MASTORD: Interview mit Kari Syvelä

01.07.2019 | 22:16

"Es fühlt sich so abgrundtief schlecht an, wenn Kinder Gewalt mit ansehen oder gar aushalten müssen. Das hinterlässt tiefe Wunden in jedem. Und jedes Mal."

MASTORD aus Finnland hat meines Erachtens ein Glanzlicht im Bereich des Prog Metal für das Jahr 2019 gesetzt. "Trail Of Consequence" ist eine berührende, teilweise schockierende Geschichte zum Thema häusliche Gewalt, und die Band schafft es tatsächlich, den Hörer für das Thema zu sensibilisieren, ihn mitzunehmen. Dies passiert mir persönlich nur noch sehr selten bei Prog-Metal-Bands, begeistert mich aber derart, dass ich Kari Syvelä, den Kopf der Band, um ein Interview bitte. Das ist auch die perfekte Gelegenheit, Kari auf ein kleines Minus hinzuweisen. Denn der Musiksammler möchte gerne etwas in der Hand haben, "Trail Of Consequence" gibt es bislang aber leider nur digital.

Mastord

Ich habe euer Album mit großer Freude gehört. Gerade auch angesichts der Story wäre es echt schön, es als CD oder LP mit einem richtigen Artwork und Booklet zu besitzen. Wird dies denn mal geschehen?

Um ehrlich zu sein, ich weiß es nicht. Wir haben erst wenig Wind um dieses Projekt und Album gemacht. Ich bin mir nicht einmal sicher, ob die meisten unserer Freunde vom Album wussten, bis wir es veröffentlicht haben. Ursprünglich wollte ich "Trail Of Consequence" einfach nur mit diesen tollen Musikern und Freunden machen und dann auf YouTube und vielleicht noch Spotify stellen, ohne Label oder andere Partner. Mehr nicht. Doch je mehr das Album Klang und Gestalt annahm, desto besser und größer wurde es, und ich wollte, dass es möglichst viele Leute zu hören bekommen. Dafür brauchte ich aber jemanden mit guten Kontakten zur Musikwelt.
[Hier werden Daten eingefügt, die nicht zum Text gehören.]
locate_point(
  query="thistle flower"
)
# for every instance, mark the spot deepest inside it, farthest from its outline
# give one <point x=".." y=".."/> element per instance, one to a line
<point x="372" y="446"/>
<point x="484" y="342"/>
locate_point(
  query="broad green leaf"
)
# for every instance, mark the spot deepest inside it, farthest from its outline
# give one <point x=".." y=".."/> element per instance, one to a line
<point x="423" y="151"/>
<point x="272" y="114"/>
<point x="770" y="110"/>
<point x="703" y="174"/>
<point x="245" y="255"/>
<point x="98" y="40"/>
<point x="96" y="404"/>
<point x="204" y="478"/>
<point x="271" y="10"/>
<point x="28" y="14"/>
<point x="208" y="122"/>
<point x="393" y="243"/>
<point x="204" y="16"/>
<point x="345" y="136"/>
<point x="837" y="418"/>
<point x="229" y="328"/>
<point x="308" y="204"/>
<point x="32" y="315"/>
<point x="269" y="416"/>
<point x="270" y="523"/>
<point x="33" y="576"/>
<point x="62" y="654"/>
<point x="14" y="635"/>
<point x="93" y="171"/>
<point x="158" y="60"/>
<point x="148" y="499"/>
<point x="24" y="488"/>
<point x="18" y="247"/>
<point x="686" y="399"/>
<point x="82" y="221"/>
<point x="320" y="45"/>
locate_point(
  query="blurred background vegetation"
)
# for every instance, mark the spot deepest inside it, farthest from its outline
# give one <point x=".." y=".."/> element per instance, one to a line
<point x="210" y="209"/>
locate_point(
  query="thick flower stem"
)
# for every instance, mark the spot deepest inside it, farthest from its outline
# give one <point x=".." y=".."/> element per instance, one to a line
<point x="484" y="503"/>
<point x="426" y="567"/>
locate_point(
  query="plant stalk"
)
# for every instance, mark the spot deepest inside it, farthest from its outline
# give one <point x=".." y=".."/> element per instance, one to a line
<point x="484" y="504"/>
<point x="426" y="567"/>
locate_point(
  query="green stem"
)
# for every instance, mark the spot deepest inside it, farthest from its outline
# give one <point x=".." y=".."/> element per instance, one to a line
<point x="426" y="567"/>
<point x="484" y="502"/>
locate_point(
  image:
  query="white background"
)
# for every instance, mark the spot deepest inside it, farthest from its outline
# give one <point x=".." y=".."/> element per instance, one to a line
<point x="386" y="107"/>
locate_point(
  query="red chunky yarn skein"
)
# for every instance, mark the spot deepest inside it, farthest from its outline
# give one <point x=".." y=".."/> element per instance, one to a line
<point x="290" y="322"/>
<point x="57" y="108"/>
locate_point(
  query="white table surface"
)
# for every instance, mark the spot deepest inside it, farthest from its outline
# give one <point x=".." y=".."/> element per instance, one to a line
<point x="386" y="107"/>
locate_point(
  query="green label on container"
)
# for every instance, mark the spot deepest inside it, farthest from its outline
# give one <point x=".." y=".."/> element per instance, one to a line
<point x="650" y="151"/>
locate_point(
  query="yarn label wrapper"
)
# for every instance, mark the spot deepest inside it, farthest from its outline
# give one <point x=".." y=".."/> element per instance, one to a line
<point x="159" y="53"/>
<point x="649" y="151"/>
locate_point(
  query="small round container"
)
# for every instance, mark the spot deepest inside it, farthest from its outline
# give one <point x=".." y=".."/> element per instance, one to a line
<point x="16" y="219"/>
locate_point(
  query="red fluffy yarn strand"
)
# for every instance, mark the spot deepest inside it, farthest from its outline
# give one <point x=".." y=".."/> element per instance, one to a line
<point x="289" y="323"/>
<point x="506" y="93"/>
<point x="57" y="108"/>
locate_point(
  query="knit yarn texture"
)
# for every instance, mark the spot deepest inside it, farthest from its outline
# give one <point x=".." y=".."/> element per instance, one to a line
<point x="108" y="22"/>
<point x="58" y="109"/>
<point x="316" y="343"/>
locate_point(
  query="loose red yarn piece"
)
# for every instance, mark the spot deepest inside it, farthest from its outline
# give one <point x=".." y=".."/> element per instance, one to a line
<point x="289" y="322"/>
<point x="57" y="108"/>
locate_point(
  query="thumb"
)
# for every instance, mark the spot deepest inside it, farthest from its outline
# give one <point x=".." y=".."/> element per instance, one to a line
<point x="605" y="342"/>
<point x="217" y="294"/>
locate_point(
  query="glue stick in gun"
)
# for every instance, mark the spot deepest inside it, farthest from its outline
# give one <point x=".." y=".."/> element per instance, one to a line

Ich glaube, es war Ende Herbst/Anfang Winter 2018, als ich Jaakko Tarvainen von Inverse Records ansprach und glücklicherweise zeigte er Interesse. Wir haben dann auch über CDs gesprochen. Ich habe allerdings dann entschieden, das Album zunächst nur digital zu veröffentlichen, auch um auszuloten, ob es überhaupt auf Interesse stoßen würde. Aber ich hoffe auf jeden Fall, dass es eines Tages auch einen physischen Release geben wird. Einen solchen hätte ich auch sehr gerne in der Hand!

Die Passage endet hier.